ミニマルの発見(「BCD-2」Basic Channel)


BCD-2


「ミニマル・ダブ」は、一体どのようにして発明されたのだろうか?電子音楽のミニマリスティックできわめて攻撃的な側面を、ダンス・ミュージックのフォーマットを用いたまま圧倒的な力で世界に知らしめたのはBasic ChannnelのMoritz Von Oswaldであろうが、しかしそれがMoritz Von Oswald一人だけの力による発明でなかったのは言うまでも無く、母国ジャーマン・ロックの豊穣な資産の影響は多大であったろうし、片割れのMark Ernestusに拠ってもたらされたデトロイトサウンドも極めて強力な導きであったろうし、そもそもデトロイトやニューヨークやシカゴのサウンドが既にドイツの音楽から多大な影響を受けているのだし、一方のダブにしても、ジャマイカのレゲエが発達していった過程を振り返ってみれば、ここにもやはり欧米の様々な音楽がまったく脈絡なく混じり込んでいる。そもそもレゲエのバックトラック共有やダブ・プレートといった慣習は、ハウスミュージック黎明期の状況に起きていた事態とほぼ同じとは言えないか。それはまさに異種交配を前提とした音楽であり、音楽制作の敷居がなし崩し的に下がってしまう状況であり、本来クリエイターだけが有していた特権性の瓦解であり、音楽の再生がそのまま発明それ自体とでもいうよりほか無い状況。であると言える。そのような状況において起源を辿るというのは実際、ほぼ不可能であるし、徒労である。ダンス・ミュージックの場合、その要素全てがぐしゃぐしゃの混沌の中で溶解してしまっても、人がそれを聴いて踊る、という根源的欲望への答え、という側面だけは、しっかりと残るところが、良いのだが。

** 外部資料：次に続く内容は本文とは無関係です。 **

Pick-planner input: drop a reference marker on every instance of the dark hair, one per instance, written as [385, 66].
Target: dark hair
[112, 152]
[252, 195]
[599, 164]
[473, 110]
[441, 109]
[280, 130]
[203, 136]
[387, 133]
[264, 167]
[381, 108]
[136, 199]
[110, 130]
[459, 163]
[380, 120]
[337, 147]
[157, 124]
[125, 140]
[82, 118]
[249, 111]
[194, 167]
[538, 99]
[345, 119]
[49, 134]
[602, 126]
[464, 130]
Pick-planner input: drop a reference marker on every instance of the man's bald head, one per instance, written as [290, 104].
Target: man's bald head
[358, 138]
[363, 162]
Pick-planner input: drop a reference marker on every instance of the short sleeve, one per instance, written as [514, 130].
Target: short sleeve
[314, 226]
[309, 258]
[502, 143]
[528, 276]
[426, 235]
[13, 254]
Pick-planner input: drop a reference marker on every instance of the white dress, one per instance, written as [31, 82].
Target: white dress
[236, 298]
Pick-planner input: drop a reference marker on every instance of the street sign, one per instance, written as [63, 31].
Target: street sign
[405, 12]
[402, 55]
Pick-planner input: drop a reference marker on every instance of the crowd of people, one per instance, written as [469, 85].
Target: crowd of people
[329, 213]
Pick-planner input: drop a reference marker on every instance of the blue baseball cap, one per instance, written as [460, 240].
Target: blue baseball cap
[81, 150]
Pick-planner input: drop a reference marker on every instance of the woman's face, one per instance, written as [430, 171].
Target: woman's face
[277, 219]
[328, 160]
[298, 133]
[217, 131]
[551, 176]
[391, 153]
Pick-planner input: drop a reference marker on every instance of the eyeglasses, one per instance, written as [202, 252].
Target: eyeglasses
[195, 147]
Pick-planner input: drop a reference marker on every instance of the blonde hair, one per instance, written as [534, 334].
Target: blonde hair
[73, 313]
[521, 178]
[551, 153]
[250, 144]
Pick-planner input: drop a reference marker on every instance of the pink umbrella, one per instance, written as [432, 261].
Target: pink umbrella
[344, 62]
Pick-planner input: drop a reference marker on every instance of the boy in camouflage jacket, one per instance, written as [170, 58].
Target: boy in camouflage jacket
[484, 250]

ミニマルダブやハードミニマルの発見というのは、早いピッチで、あるいは神経質なビートの刻み方で、同じ事をただひたすら繰り返す、というような、少なくとも「形式」の発見、というものではなかった。では何が「発見」されたのか?それは、同じ事をただひたすら繰り返す、という事の中に、想像以上に沢山の事を圧縮して詰め込める、ということの、現実的な実感の発見にあるのだろうと思う。発見者本人にも明確にはわからないような、ぼんやりした、しかし確かな実感である。「どうやらこれは確かなものらしい。何度聴いても、そう思える。どんな環境でもある程度、再現性が見込めそうだ。少なくともオレ一人の妄想ではなさそうだぞ。」…と。そこがまず見出され、忘れられずに繰り返されて蒸留・熟成され、結果的にあのシンプルな「形式」は、おそらく一番最後に出てきたものだろう。最も効率の良いうつわとして、ほとんど必然として、あの「形式」しかなかったはずなのだ。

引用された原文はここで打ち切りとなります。